4.1. Monitoring General Storage Cluster ParametersΒΆ

By monitoring general parameters, you can get detailed information about all components of a storage cluster, its overall status and health. To display this information, use the vstorage -c <cluster_name> top command, for example:

../_images/image021.png

The command above shows detailed information about the stor1 cluster. The general parameters (highlighted in red) are explained in the table below.

Parameter Description
Cluster

Overall status of the cluster:

  • healthy. All chunk servers in the cluster are active.
  • unknown. There is not enough information about the cluster state (e.g., because the master MDS server was elected a while ago).
  • degraded. Some of the chunk servers in the cluster are inactive.
  • failure. The cluster has too many inactive chunk servers; the automatic replication is disabled.
  • SMART warning. One or more physical disks attached to cluster nodes are in pre-failure condition. For details, see Monitoring Physical Disks
Space

Amount of disk space in the cluster:

  • free. Free physical disk space in the cluster.
  • allocatable. Amount of logical disk space available to clients. Allocatable disk space is calculated on the basis of the current replication parameters and free disk space on chunk servers. It may also be limited by license.

Note

For more information on monitoring and understanding disk space usage in clusters, see Understanding Disk Space Usage

MDS nodes Number of active MDS servers as compared to the total number of MDS servers configured for the cluster.
epoch time Time elapsed since the MDS master server election.
CS nodes

Number of active chunk servers as compared to the total number of chunk servers configured for the cluster.
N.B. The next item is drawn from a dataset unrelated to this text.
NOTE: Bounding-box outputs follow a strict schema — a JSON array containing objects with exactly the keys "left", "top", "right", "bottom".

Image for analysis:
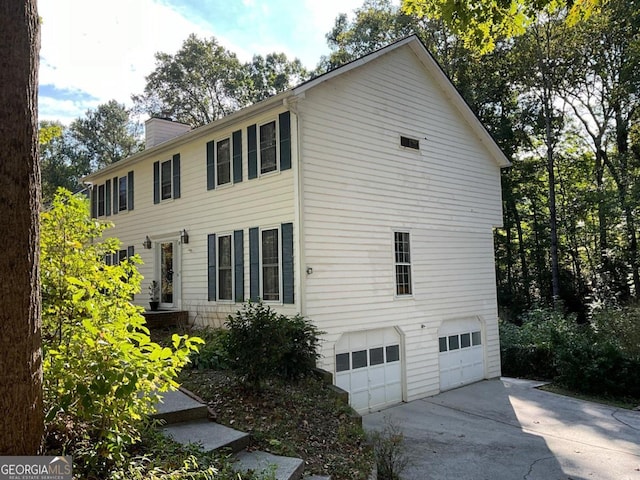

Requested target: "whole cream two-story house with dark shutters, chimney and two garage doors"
[{"left": 86, "top": 36, "right": 509, "bottom": 412}]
The information in parentheses informs you of the number of

  • Active chunk servers (avail.) that are currently up and running in the cluster.
  • Inactive chunk servers (inactive) that are temporarily unavailable. A chunk server is marked as inactive during its first 5 minutes of inactivity.
  • Offline chunk servers (offline) that have been inactive for more than 5 minutes. A chunk server changes its state to offline after 5 minutes of inactivity. Once the state is changed to offline, the cluster starts replicating data to restore the chunks that were stored on the offline chunk server.
License Key number under which the license is registered on the Key Authentication server and license state.
Replication Replication settings. The normal number of chunk replicas and the limit after which a chunk gets blocked until recovered.
IO

Disks IO activity in the cluster:

  • Speed of read and write I/O operations, in bytes per second.
  • Number of read and write I/O operations per second.